One of AI’s biggest strengths – and perhaps its Achilles heel — is the ability to use “unsupervised” learning algorithms to identify and build complex predictive models based on observed patterns in the data without any explicit assumptions about their underlying root causes. Unfortunately, the population health data available to train these models is often not representative. For instance, data are often limited to a primarily white population and to a population that is too homogenous in age, health status, disabilities, socioeconomic status, and other SDOH risk factors. The resulting models are often poorly applicable to minority or otherwise disadvantaged populations, harming health equity and perpetuating racial bias. In addition, ML algorithms themselves can be plagued by algorithmic bias. Finally, persisting workforce, skill, and experience gaps — as well as erosion of trust in the equity underlying AI models — can hinder equitable benefits from SDOH insights, even when the AI models are well-built and well-trained.

Where to go from here?

Access to complex SDOH data and sufficiently powerful tools to interpret that data remain a significant barrier to addressing health disparities. As our own experience and a review of the relevant literature show, AI can be a valuable tool for addressing these challenges and helping to prioritize action. Still, it remains a tool that must be used with care. AI can help break down persisting health disparities – or further cement them.

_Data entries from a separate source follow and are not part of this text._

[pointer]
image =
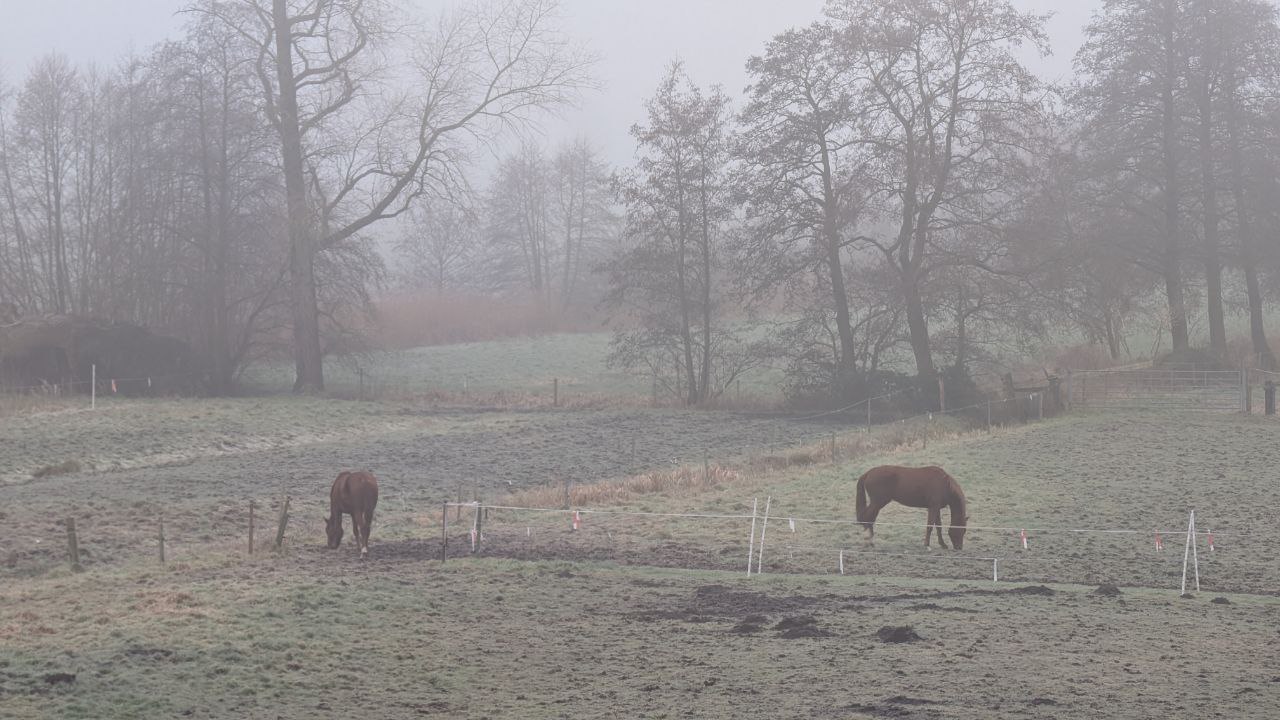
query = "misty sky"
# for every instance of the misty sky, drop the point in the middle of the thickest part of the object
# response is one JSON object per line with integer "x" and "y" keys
{"x": 635, "y": 39}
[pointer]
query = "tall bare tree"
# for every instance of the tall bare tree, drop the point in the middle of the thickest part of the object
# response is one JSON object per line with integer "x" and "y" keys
{"x": 942, "y": 98}
{"x": 803, "y": 178}
{"x": 676, "y": 213}
{"x": 351, "y": 156}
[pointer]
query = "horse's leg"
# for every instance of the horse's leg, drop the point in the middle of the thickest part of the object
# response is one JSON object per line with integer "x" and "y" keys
{"x": 369, "y": 525}
{"x": 361, "y": 532}
{"x": 869, "y": 519}
{"x": 936, "y": 524}
{"x": 355, "y": 528}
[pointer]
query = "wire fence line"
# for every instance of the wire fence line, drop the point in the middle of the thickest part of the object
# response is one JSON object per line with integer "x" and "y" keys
{"x": 789, "y": 547}
{"x": 799, "y": 519}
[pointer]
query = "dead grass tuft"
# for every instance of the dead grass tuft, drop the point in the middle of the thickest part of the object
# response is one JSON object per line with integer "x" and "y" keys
{"x": 169, "y": 602}
{"x": 64, "y": 468}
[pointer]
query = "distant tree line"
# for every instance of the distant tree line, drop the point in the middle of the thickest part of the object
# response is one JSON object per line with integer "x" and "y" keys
{"x": 224, "y": 186}
{"x": 899, "y": 181}
{"x": 896, "y": 192}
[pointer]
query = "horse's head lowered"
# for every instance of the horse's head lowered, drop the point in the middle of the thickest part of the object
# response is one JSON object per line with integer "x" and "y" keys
{"x": 333, "y": 528}
{"x": 955, "y": 532}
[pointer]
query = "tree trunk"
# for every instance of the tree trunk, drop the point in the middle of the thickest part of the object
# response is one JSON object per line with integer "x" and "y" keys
{"x": 839, "y": 292}
{"x": 1171, "y": 253}
{"x": 307, "y": 355}
{"x": 919, "y": 331}
{"x": 1244, "y": 241}
{"x": 1208, "y": 206}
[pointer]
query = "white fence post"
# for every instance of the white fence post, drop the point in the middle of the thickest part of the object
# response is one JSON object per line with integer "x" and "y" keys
{"x": 764, "y": 525}
{"x": 1189, "y": 552}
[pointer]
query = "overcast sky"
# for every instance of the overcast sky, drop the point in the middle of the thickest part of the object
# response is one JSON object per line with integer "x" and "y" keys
{"x": 635, "y": 39}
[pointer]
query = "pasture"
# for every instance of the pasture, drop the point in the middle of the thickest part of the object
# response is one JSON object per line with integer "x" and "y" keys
{"x": 631, "y": 615}
{"x": 504, "y": 370}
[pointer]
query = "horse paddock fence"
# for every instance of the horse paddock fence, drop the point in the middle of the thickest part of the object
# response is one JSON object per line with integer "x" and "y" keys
{"x": 1224, "y": 391}
{"x": 773, "y": 541}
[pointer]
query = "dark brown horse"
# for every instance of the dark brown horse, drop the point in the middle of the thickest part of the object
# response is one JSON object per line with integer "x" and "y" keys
{"x": 915, "y": 487}
{"x": 356, "y": 495}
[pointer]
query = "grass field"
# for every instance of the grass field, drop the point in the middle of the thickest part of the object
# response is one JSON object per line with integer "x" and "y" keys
{"x": 515, "y": 367}
{"x": 630, "y": 616}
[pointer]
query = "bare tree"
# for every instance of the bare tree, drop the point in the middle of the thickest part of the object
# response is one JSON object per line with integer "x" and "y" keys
{"x": 942, "y": 95}
{"x": 352, "y": 158}
{"x": 803, "y": 180}
{"x": 583, "y": 212}
{"x": 677, "y": 209}
{"x": 1134, "y": 90}
{"x": 439, "y": 245}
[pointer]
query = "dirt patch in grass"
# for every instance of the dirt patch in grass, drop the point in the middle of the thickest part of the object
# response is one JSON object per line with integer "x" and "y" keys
{"x": 897, "y": 634}
{"x": 64, "y": 468}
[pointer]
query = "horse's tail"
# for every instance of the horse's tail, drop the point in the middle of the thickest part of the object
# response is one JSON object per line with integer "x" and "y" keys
{"x": 860, "y": 501}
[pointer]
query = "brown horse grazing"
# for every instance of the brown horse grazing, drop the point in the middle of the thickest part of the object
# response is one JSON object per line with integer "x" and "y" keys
{"x": 915, "y": 487}
{"x": 355, "y": 493}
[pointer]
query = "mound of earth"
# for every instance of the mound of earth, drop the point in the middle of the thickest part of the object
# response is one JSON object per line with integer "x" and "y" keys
{"x": 1034, "y": 589}
{"x": 800, "y": 627}
{"x": 897, "y": 634}
{"x": 63, "y": 349}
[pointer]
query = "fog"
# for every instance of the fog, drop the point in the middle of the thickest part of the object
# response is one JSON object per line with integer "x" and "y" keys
{"x": 851, "y": 192}
{"x": 632, "y": 39}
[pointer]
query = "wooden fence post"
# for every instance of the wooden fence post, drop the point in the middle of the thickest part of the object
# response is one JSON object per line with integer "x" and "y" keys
{"x": 73, "y": 545}
{"x": 284, "y": 520}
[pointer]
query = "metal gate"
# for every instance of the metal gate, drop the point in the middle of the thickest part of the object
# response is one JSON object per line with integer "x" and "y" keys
{"x": 1156, "y": 388}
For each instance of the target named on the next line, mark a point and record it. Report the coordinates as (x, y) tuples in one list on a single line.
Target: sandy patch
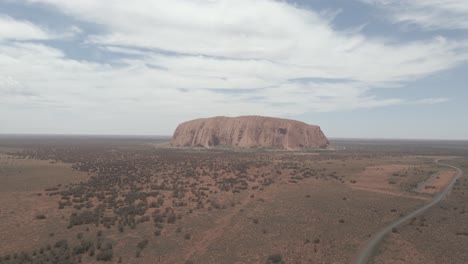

Successful examples where we and others have leveraged AI tools to improve population health and reduce health disparities include mining interactions with government benefit program beneficiaries to improve access to services, strengthening public health surveillance and risk prevention, and proactively identifying and counteracting health threats. But, unleashing the power of AI for better, more equitable population health holds some potential perils, as outlined recently in HHS’s Trustworthy AI Playbook. Ultimately, it will be up to all of us to make sure AI is trustworthy as we work to improve our insights into public health. To maximize AI’s promise while guarding against its perils, we need our use of AI to foster public trust and confidence while protecting privacy, civil rights, and liberties and upholding the Law and our American values.